Publié le 25 avril 1996, ce nouveau rapport s'est fondé, d'une
part, sur les conclusions d'une étude réalisée en 1995 par
un cabinet de consultants britannique
(8(
*
)),
d'autre part, sur les contributions des
différents secteurs économiques les plus concernés par
l'heure d'été ainsi que des associations favorables ou hostiles
à celle-ci.
Cette évaluation s'est attachée à apprécier les
effets de l'heure d'été et du changement horaire semestriel sur :
- la consommation d'énergie
- la santé publique
- les conditions de travail et les modes de vie
- l'agriculture
- la protection de l'environnement
- la sécurité routière
- les industries du tourisme et des loisirs.
Curieusement, cette étude récente opère un revirement
d'appréciation, notamment en matière d'économies
d'énergie et présente une estimation favorable à
l'intérêt de la poursuite du dispositif actuel.
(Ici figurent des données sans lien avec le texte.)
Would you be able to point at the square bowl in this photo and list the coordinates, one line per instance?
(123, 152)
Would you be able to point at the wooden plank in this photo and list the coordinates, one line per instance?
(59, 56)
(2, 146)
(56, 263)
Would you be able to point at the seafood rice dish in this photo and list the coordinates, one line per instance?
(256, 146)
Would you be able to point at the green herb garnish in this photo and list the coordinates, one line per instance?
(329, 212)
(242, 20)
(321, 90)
La conclusion retenue par la Commission est que
" les secteurs
consultés s'accordent unanimement sur la nécessité de
poursuivre l'harmonisation complète et de continuer l'application du
calendrier de la période de l'heure d'été ".
Ce
faisant, elle ne répond pas directement à la question de
l'opportunité même d'une heure variable au cours de
l'année, en se bornant à retenir la nécessité d'une
harmonisation des périodes d'heure d'été.
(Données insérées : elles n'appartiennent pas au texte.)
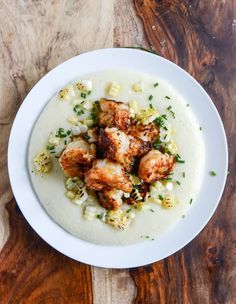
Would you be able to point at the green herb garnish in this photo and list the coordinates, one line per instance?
(50, 148)
(78, 109)
(178, 159)
(171, 112)
(83, 95)
(86, 137)
(160, 121)
(61, 133)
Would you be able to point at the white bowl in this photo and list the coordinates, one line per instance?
(142, 253)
Or, à l'évidence, aucun agent économique ne peut souhaiter
le retour à un calendrier anarchique des dates de changement horaire par
les Etats membres favorables à la poursuite de ce dispositif. En
revanche, on peut légitimement s'interroger sur l'intérêt
même d'élaborer un calendrier commun dès lors que l'analyse
sectorielle des effets de l'heure d'été montre que ces avantages
sont discutables et ses inconvénients certains.
A. DES AVANTAGES CONTESTABLES
1. L'économie d'énergie : mythe ou réalité ?
a) Les chiffres annoncés
Institué à une époque traumatisée
par l'augmentation du prix du pétrole, le système du changement
d'heure l'été avait pour justification d'économiser les
dépenses d'éclairage en profitant de soixante minutes
supplémentaires de jour le soir.
Selon les statistiques avancées dès l'origine par EDF, l'heure
d'été permettait d'économiser chaque année un
milliard de kilowatts-heure, soit environ 250 000 à
300 000 tonnes d'équivalent pétrole (TEP), chiffres
confirmés en 1991.
En mars 1996, le ministère de l'industrie a demandé
l'actualisation de l'étude menée en 1991 sur les économies
d'électricité découlant du changement d'heure
légale.
Il résulte de cette réflexion commune entre le ministère
de l'industrie, EDF et l'Agence de l'environnement et de la maîtrise de
l'énergie (ADEME) que
l'économie de consommation
électrique est estimée à 1,2 milliard de
kilowatts-heure
(9(
*
)),
soit la
consommation annuelle d'une ville comme Bordeaux,
stricto sensu.
La provenance de cette consommation - qui équivaut à 267.000 TEP,
bien qu'une telle comparaison ne soit plus d'actualité aujourd'hui - est
à répartir entre le charbon (75 %), le fuel (20 %) et le
nucléaire (5 %).
L'avantage attendu de la prolongation de la période d'heure
d'été de septembre à octobre 1996 porte sur une majoration
de 10 % des économies.
La méthode de calcul retenue pour cette mesure n'a pas fait l'objet de
modification par rapport aux années précédentes
considérant qu'
" il semble difficile d'affiner davantage la
méthodologie d'estimation des gains d'électricité retenue
en 1991 ".
Elle s'appuie sur la comparaison de courbes de
consommation
journalières de la semaine qui précède et de celle qui
suit les dates de changement d'heure, rapportée aux gains journaliers
constatés en 1976 lors de l'instauration du dispositif.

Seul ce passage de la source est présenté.